At the base of Cajon Pass, I stopped briefly at the Acme™ Store on Foothill Blvd. All I needed was another sleeping bag. My usual $10 model was out of stock, so I upgraded to a posh $15 model (4 pounds). This $15 would be my only additional expense for the overnight stay (and my mistake in missing the flight). I would simply discard both sleeping bags in the morning. (This always pains me, but it beats paying $80 for a hotel.)
I then raced to the airport, getting there after dark at about 6:45. As soon as I got close to the rental car center, I noticed a big empty field across the street. Voila! That would be my home for the night! I drove into a driveway of a communication shack (shown on the upper left on the image above), and under cover of darkness I offloaded my sleeping bags. Then I turned in the car in the nick of time and walked back to the field.
This field is the sort of place that is totally exposed during the day and yet completely secure at night. You can thank the magic of darkness for that! Unlike other parts of the airport, this field isn't well-lit. I can see adequately now that my eyes have adjusted, but no one in a car can see into the field. Since I’m going to sleep early, I’ll be awake well before dawn and will break camp before anyone knows I am here.
To the south of me is a main access road for the airport and to the north are active railroad tracks. I chose the middle of the field to be as far away as possible from both, as well as from any path a pedestrian might take (highly unlikely anyway). I feel completely secure here. It will be a little noisy from the trains, but there is no way anyone is going to detect me or stumble upon me accidentally before morning. There is no trash in the field, so humans rarely come here. The only threat might be gophers, who have riddled the field with holes and who might try to steal my food. I'll engage them in hand-to-hand combat if necessary.
I’m comfortable using the better-quality $15 sleeping bag to sleep in and the $10 one as a mattress. No complaints! I expect to sleep as well as in any hotel and certainly better than I did at the Denver flophouse. I control my environment and have no humans to contend with. What could be better?

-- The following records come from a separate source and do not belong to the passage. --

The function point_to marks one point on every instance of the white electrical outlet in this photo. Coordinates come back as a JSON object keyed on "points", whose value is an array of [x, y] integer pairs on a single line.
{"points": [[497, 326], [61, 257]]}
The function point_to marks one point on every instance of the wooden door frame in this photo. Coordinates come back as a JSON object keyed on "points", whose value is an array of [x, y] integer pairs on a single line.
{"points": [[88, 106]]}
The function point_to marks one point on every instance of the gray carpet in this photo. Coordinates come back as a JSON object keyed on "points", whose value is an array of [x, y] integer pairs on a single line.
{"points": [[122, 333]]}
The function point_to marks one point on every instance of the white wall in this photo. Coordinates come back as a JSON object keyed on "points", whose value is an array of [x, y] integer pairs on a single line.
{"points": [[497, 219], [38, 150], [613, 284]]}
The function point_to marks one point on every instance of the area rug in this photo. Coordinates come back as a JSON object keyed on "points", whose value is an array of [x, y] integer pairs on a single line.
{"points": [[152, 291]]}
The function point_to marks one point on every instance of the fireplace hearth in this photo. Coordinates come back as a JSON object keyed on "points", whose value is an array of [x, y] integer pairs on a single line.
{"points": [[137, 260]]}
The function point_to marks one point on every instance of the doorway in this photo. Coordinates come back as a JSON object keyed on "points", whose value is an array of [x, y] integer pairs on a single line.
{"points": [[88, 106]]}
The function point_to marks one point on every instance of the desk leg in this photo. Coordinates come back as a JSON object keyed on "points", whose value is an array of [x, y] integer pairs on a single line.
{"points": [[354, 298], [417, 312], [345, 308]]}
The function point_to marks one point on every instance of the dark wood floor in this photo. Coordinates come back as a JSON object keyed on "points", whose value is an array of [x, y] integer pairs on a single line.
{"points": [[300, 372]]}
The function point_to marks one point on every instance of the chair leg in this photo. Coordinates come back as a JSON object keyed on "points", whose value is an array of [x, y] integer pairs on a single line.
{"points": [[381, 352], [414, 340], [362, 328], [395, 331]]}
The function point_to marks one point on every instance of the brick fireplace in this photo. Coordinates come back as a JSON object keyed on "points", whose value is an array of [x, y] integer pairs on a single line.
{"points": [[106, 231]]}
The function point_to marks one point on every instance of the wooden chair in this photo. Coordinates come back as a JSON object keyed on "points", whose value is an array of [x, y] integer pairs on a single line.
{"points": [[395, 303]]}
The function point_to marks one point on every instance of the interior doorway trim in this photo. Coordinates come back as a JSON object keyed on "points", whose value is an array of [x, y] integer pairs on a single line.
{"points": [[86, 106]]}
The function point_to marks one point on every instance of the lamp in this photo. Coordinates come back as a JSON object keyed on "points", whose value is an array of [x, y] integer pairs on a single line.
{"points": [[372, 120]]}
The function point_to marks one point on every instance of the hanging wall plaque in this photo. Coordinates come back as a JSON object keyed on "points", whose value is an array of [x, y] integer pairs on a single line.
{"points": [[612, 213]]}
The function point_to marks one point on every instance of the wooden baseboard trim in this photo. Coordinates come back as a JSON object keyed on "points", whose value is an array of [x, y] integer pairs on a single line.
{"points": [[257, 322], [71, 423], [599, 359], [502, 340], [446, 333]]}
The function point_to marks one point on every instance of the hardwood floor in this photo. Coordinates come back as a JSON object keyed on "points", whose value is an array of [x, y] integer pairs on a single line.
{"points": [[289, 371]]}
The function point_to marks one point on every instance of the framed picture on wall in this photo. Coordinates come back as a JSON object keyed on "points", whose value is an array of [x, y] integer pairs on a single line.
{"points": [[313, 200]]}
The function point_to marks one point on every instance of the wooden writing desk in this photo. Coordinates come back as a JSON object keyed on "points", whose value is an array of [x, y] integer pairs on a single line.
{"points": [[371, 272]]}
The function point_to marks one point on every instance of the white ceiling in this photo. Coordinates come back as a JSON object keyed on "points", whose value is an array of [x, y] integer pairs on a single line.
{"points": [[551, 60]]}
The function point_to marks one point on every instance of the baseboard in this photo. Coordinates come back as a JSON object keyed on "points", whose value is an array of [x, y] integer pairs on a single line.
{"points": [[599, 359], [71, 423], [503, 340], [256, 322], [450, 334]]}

MORNING UPDATE: I slept well and woke up at about 3:00 am (8pm-3am = 7 hours). The rail line must be a major one because many trains passed by during the night. Surprisingly, they didn't seem very loud to me; I was vaguely aware of them but they didn't significantly impact my sleep. I awoke to find a layer of water covering everything. If you are camping anywhere apart from an inland desert, dew is something you have to factor in. Fortunately, I anticipated it and sealed up all my bags. My sleeping bag was soaked on the outside, but the moisture didn't penetrate into the interior. No gophers attacked me. In all, a successful sleeping operation.
By 5am, I had broken camp. I folded the sleeping bags on the pavement near the communication shack, where some passer-by would surely see them and take them home. I walked to the rental car center, worked on my computer there for a few hours, then took the shuttle bus to the main terminal. As the bus left the rental center, I caught this daytime glimpse of the field I had been sleeping in...
You would never guess that someone could camp there and not be seen, but that's what darkness can do. It gives you a safe campsite almost anywhere!